Hot weather and an office job means one thing: excess BO.
In this heat, even something as sedentary as sitting at your desk will have you sweating buckets, and in turn, feeling the need to top up on deodorant a little more.
Look, no one can help having a little more body odour than usual in the summer months, but that doesn’t make it any less pleasant – particularly if you’re within close vicinity to someone who has it particularly bad.
And while it can be uncomfortable to be around someone who smells bad, is it ever a good idea to say anything?
According to Liz Villani, Founder of BeYourselfAtWork, the answer to that question is a hard no.
‘It’s going to be innately awkward to mention someone’s odour as it’s a deeply personal issue, much like criticising someone’s outfit choices or haircut,’ she tells Metro.co.uk.
‘It’s possible they’ll feel undermined and there could be long lasting consequences for their morale and confidence.’
It’s true: it’s probably best to just grit your teeth and spare your colleague a few weeks of crippling embarrassment.
That said, Liz does think something should be said if someone’s BO is having a genuinely negative impact on their work.
‘You should only say something if the odour is causing negative externalities,’ she says.
‘So if it is having an impact in some way on the organisation or your business outcomes, like if the person is in a sales role, then it could well be that their sales success may be affected.’

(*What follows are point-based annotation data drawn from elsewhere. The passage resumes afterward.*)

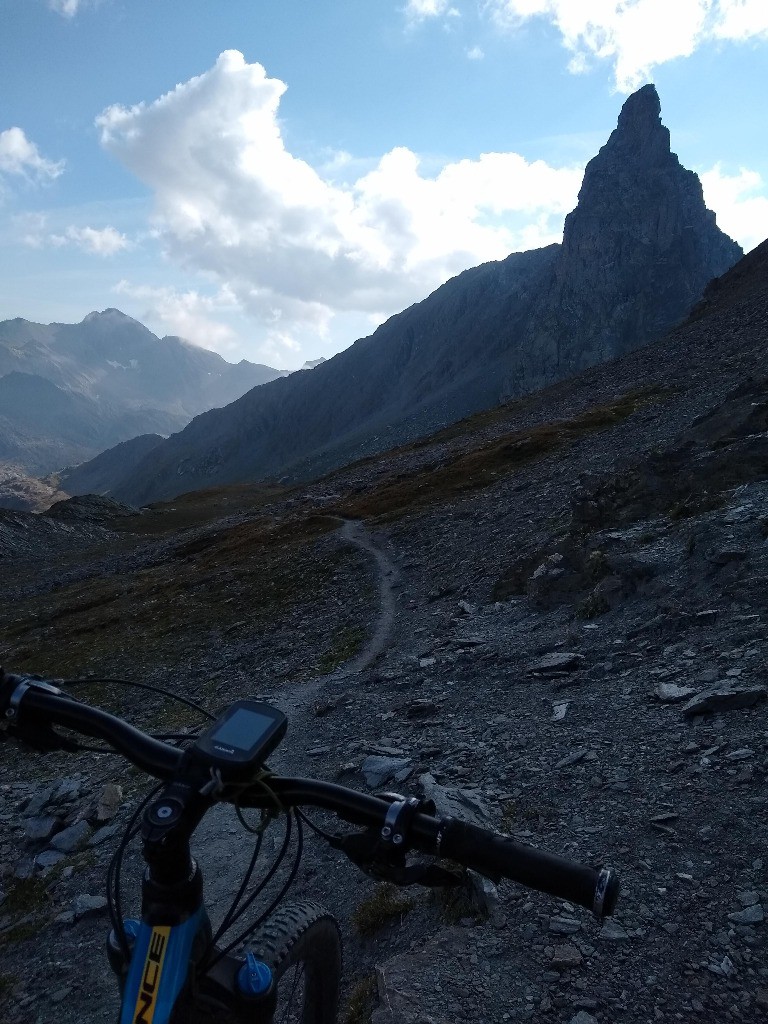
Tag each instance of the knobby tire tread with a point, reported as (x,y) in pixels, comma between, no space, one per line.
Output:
(296,934)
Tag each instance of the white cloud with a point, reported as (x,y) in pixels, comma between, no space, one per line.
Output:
(635,35)
(740,203)
(33,229)
(421,10)
(100,241)
(68,8)
(295,248)
(188,314)
(19,156)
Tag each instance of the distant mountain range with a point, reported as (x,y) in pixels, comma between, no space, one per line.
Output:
(68,391)
(636,255)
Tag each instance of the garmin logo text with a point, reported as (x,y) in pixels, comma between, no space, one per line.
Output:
(144,1012)
(222,749)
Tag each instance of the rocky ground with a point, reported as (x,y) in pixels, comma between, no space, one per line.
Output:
(554,615)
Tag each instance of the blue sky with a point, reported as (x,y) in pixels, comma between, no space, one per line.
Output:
(272,178)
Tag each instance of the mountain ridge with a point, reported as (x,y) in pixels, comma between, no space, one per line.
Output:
(110,379)
(637,253)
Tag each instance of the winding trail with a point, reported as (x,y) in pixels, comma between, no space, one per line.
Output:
(294,699)
(354,531)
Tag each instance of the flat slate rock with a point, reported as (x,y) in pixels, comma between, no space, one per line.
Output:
(724,698)
(558,662)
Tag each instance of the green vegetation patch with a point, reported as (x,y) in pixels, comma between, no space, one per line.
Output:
(385,907)
(343,645)
(244,576)
(484,464)
(359,1004)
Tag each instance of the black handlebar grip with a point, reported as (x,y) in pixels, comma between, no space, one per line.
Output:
(499,855)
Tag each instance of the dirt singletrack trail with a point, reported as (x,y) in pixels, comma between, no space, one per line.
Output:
(293,699)
(305,730)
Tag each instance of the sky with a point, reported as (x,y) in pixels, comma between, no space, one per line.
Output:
(272,179)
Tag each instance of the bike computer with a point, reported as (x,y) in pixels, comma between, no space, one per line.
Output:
(239,742)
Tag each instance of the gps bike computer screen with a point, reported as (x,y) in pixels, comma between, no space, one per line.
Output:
(243,729)
(242,738)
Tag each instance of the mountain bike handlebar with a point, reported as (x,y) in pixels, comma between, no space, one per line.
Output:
(29,705)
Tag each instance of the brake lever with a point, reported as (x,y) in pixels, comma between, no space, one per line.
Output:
(40,737)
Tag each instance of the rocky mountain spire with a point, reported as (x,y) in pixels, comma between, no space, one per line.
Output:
(637,253)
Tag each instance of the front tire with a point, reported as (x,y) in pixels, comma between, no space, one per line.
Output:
(302,945)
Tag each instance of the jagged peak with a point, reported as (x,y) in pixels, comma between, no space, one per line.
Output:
(640,110)
(639,130)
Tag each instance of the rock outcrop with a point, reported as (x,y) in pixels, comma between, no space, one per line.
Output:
(637,253)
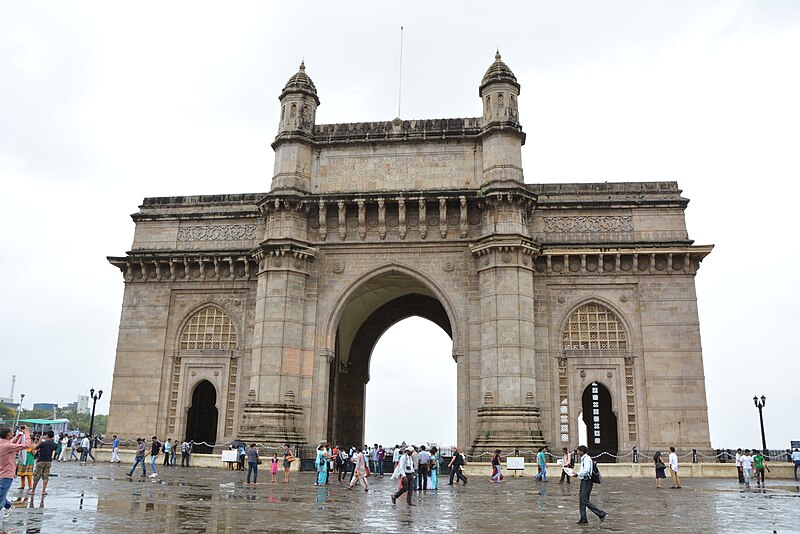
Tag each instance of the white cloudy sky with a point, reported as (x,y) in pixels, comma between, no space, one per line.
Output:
(103,104)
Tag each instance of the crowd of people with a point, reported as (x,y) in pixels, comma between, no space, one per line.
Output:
(29,456)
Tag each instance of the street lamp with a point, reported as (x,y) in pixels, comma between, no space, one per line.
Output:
(19,409)
(94,403)
(760,403)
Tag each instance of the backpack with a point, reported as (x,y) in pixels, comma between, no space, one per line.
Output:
(596,477)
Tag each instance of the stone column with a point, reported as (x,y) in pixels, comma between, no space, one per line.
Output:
(507,419)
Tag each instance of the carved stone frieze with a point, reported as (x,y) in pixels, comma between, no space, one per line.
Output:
(622,223)
(224,232)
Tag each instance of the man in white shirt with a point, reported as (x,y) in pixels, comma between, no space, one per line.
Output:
(673,468)
(405,468)
(739,465)
(796,461)
(747,467)
(585,476)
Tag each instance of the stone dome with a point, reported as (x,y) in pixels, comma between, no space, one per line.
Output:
(300,82)
(498,72)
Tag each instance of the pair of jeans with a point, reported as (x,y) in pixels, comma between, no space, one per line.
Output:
(542,473)
(456,472)
(422,476)
(408,488)
(584,502)
(252,467)
(136,461)
(5,485)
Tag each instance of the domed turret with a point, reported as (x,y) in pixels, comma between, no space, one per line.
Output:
(293,144)
(498,72)
(499,91)
(502,136)
(299,103)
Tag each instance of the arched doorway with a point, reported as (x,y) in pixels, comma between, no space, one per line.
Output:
(411,366)
(201,424)
(371,310)
(601,423)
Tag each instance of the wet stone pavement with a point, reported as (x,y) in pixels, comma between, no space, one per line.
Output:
(100,498)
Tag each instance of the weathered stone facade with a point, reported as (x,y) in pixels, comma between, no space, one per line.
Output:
(277,299)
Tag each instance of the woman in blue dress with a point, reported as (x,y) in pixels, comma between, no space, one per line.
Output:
(434,468)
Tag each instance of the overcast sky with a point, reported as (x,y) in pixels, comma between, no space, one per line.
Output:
(103,104)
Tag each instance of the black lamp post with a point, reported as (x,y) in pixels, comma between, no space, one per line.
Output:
(94,403)
(760,403)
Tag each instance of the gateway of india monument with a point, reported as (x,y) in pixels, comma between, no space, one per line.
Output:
(254,315)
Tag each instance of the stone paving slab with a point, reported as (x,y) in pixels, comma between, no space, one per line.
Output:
(100,498)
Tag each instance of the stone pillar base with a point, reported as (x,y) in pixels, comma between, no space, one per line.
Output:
(272,424)
(507,428)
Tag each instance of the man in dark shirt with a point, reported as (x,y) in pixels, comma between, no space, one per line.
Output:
(45,448)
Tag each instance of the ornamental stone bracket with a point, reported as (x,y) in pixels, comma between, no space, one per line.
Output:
(634,261)
(284,254)
(199,267)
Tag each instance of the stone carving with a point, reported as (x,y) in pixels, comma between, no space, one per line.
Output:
(226,232)
(589,224)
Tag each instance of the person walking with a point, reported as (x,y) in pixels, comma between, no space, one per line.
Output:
(62,457)
(155,450)
(660,468)
(252,464)
(761,464)
(405,468)
(359,470)
(321,465)
(73,447)
(167,448)
(747,467)
(173,457)
(673,469)
(85,444)
(115,459)
(26,460)
(435,459)
(585,476)
(381,458)
(424,460)
(288,458)
(497,471)
(186,453)
(566,461)
(455,467)
(44,449)
(139,457)
(274,467)
(10,445)
(541,461)
(739,469)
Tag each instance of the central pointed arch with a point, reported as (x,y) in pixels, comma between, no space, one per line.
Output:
(369,307)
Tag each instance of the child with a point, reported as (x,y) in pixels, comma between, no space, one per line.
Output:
(274,466)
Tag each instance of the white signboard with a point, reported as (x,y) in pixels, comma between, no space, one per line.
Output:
(515,463)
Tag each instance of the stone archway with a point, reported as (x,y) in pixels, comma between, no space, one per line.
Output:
(601,421)
(371,310)
(201,424)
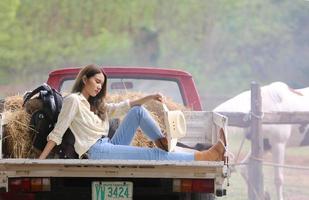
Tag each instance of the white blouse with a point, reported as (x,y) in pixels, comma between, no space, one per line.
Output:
(85,125)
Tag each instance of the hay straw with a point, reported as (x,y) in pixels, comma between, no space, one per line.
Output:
(13,103)
(17,139)
(18,136)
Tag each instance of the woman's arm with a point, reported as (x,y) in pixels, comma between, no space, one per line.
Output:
(49,146)
(137,102)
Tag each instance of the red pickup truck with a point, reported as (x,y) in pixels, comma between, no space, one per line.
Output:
(124,179)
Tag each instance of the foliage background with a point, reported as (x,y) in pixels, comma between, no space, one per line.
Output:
(224,44)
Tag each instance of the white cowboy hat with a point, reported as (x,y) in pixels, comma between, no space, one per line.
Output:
(176,127)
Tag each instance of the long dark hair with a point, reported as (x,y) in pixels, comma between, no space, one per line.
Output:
(96,102)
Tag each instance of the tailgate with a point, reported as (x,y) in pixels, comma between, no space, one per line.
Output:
(110,168)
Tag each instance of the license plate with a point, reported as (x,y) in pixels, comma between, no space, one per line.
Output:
(112,190)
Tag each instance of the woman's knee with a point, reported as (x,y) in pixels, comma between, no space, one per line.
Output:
(138,110)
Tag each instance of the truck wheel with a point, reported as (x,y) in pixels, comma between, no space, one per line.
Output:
(203,197)
(197,196)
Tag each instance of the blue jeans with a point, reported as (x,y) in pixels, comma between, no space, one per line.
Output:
(118,147)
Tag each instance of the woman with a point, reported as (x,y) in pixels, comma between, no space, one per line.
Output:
(86,114)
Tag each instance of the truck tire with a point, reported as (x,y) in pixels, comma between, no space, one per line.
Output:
(197,196)
(203,196)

However, if they work internally and don’t interact with customers, she says, let them be.
‘There’s no point raising such a sensitive issue for the sake of it, so try and consider if the problem is as big as you think.’
If you’ve thought long and hard and still think it’s worth bringing up, Liz says the conversation should come from a manager not a colleague, and if you have to be the one to say something, do so with authenticity and integrity.
‘Be yourself, don’t lean into a ‘management’ or ‘professional’ persona in terms of formality, be human and talk to them because you care,’ she says.
‘Whatever the situation, adding empathy and privacy to the difficult discussions is enormously important.’